Breeders stationed in California like to host trials at their own sites, but perhaps the industry would benefit from a more consolidated event. Jim Sulecki, who oversees Meister Media Worldwide’s editorial efforts in 10 agricultural markets, likened CAST to what the traditional agriculture industry’s Farm Progress Show, held in Iowa, would look like if it told attendees if they wanted to see planters, drive to Indiana; if they’re interested in sprayers, go to Wisconsin, and if they were into harvesters, they’re clear up in South Dakota. CAST is costly from a travel and time perspective.
Why is CAST held in April, the busiest time of the year for growers?

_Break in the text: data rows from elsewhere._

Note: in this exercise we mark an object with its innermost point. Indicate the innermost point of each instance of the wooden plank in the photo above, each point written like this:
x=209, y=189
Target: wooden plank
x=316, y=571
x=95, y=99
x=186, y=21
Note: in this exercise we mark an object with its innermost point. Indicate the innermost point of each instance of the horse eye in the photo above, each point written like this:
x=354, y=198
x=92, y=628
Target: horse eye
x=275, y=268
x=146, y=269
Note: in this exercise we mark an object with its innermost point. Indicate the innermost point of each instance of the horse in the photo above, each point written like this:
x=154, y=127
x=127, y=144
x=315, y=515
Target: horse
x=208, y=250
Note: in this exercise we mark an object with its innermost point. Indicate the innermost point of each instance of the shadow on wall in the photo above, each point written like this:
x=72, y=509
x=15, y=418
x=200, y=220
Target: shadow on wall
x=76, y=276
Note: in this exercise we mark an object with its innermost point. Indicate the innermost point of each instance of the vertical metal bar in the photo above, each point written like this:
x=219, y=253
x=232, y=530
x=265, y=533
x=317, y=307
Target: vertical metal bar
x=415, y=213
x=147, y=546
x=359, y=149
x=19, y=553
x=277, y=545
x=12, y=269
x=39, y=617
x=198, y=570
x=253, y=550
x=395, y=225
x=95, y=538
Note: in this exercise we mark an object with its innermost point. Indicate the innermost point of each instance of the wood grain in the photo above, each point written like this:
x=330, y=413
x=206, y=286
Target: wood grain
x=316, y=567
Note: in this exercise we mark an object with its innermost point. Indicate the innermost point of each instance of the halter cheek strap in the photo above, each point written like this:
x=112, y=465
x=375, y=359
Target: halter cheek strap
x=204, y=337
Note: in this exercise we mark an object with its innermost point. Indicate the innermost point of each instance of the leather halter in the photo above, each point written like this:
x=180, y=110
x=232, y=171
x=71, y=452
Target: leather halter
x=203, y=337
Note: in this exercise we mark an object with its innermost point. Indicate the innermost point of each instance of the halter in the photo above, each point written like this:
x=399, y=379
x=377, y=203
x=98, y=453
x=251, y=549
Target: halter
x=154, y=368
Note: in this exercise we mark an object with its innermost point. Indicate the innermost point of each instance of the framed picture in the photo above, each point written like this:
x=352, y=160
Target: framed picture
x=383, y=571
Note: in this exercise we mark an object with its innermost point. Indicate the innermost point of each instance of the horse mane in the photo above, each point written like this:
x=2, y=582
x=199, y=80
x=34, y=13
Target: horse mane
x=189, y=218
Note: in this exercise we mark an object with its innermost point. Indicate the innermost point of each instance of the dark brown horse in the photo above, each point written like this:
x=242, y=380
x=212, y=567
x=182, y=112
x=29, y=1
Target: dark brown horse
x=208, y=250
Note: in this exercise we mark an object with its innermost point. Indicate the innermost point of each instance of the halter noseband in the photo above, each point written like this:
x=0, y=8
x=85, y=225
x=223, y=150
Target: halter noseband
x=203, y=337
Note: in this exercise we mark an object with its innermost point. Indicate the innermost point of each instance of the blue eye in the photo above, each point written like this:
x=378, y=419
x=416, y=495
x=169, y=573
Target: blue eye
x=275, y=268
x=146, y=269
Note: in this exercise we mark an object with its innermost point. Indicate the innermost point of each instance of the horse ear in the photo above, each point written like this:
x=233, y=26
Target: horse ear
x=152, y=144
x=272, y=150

Many growers have advocated for years for earlier dates, because the trials have generally been too late in the season in comparison to when spring breaks in many parts of the country. But that’s when breeders have agreed that the plants will look their best, for prime introduction to the market. In reality, it’s California, and plants are produced in greenhouses. Plus, we have every possible technological advantage to force plants into flower whenever we want them. So is that a viable argument anymore?
Who attends and how many?
This year’s count numbered anywhere from 750 to 1,400, including growers, retailers, brokers, and various members of the allied trade. Ultimately, the industry should consider who CAST really serves. Is it the grower, broker, the large retailers, or the breeders? Considering there have been developments since CAST originated, like Costa Farms’ Season Premier, held annually in January, it leads one to question if the current format for rolling out new varieties is still necessary. Some breeders don’t even display at CAST, opting to introduce new varieties at the European Flower Trials in Week 24, and/or at Cultivate in July. Breeders tell us both business and attendance increases each year at CAST, but what if it was different? How would a change in format and time of year affect our ultimate success? What if we’re limiting our opportunities by limiting who sees what? Isn’t that exactly the opposite of what we want to do?
This year seemed to be a little light on new variety introductions, which isn’t necessarily a bad thing. But it begs the question: Do we still need CAST every year? Breeders tell us yes, but what do you say?
An old proverb states, “Happy are those who want only what they already have.” The trouble is, we all want more, so perhaps it’s time to interrupt what works to regain focus on our collective goal to grow and bring more value to our industry.
Grower Feedback: Do you go to California Spring Trials (CAST)? If so, what would you change? If not, what prevents you from attending? Is it timing? Expense? Would a change in format and time of year improve the odds for you to attend? Let me know your thoughts and ideas for how our industry can evolve to improve CAST for everyone at [email protected]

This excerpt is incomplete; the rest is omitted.